The second is the protection of brothers’’. All members of the Druze community are responsible for one another, ensure that no harm comes to another member.
The third is the ‘’prohibition of idolatry’’,
– religious affiliation has been the marker of political identity, in the sense that when political national issues were considered, the interest of the religious community have been given priority over other considerations,
– the Druze conduct simple services of worship on Thursday evenings, at a place for seclusion and prayer called ‘’jhalwa’’ or ‘’majlis’’.Every village has such a building, usually an austere hall, without architecture embellishments and without furniture, except small lectern to lay books on during meditation.

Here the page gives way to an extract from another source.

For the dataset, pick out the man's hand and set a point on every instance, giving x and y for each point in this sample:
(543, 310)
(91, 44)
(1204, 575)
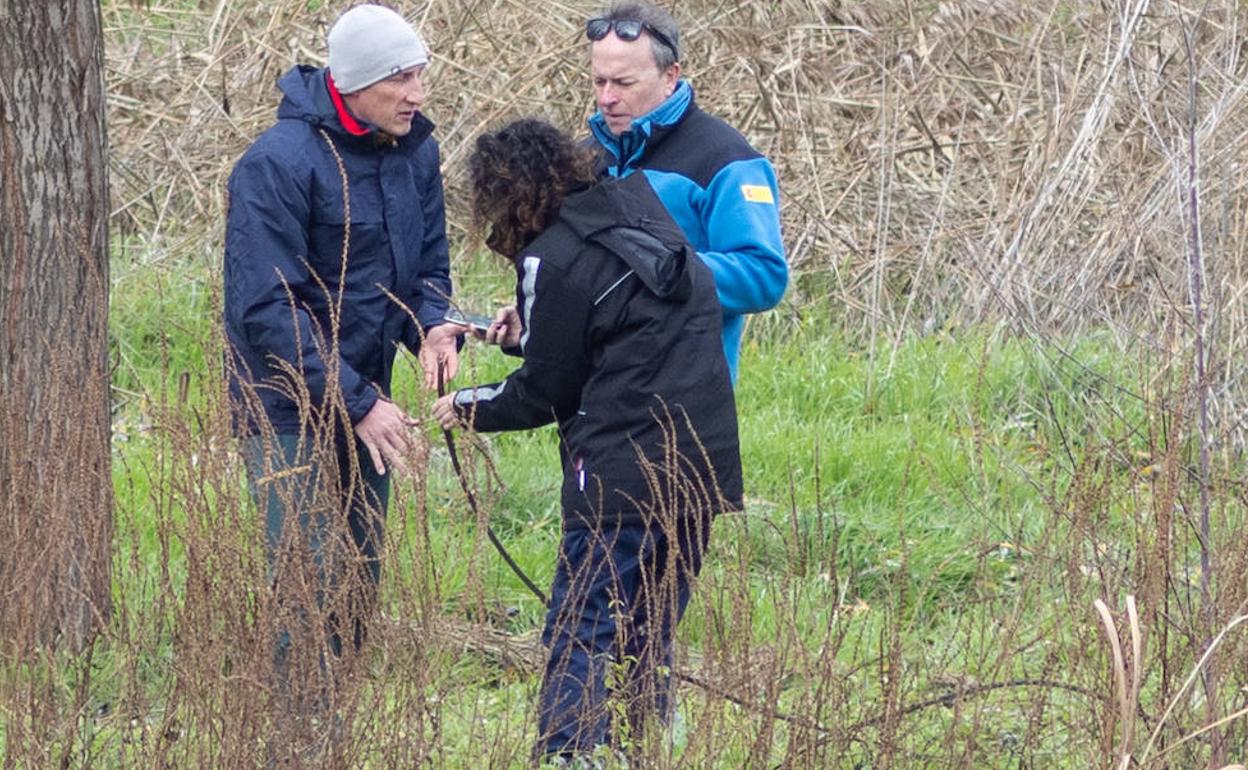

During the first part of the service, community affairs are discussed in the presence of all who wish to attend, including the Juhhal who have to leave when prayer, study and meditation begin,
– the religious leadership of the community is in the hands of the religious elders, the chief of which in a given area is the ‘’shaykh al-‘aql’’
In Israel, the office of spiritual head of the Druze has for several generations be hereditary in the Tariff family, of Julis.
These leaders, the shaykhs and judges under them administer civil law in matter of marriage, divorce and inheritance.
– though the uqqal probably make up less than one-fifth of the Druze, their presence in any Druze town or village is a dominant one,
– the religion exists in a break with the worldly order. It practices asceticism, that brings the Druze closer to the mystic Muslims.
– but that asceticism established the initiated as active references for the society, ones owe them respect,
– the soul, according to the Druze religion, is central, while the material body is ephemeral. So the soul can pass from one person to another, from one body to another,
Education
– democracy starts with education. Without it, it is illusionary to hope for a strong economic side of the Druze society,
– the difference between Jewish and Druze in education is mainly due to the difference between the dimension of investment, much less for Druze education,
– the State of Israel, makes special program for them,
– in the Israeli education system, now, the disciplines linked to humanism are strongly declining, history, culture, literature, art,…to the benefit of disciplines linked to materialism, physics, mathematics, informatics,….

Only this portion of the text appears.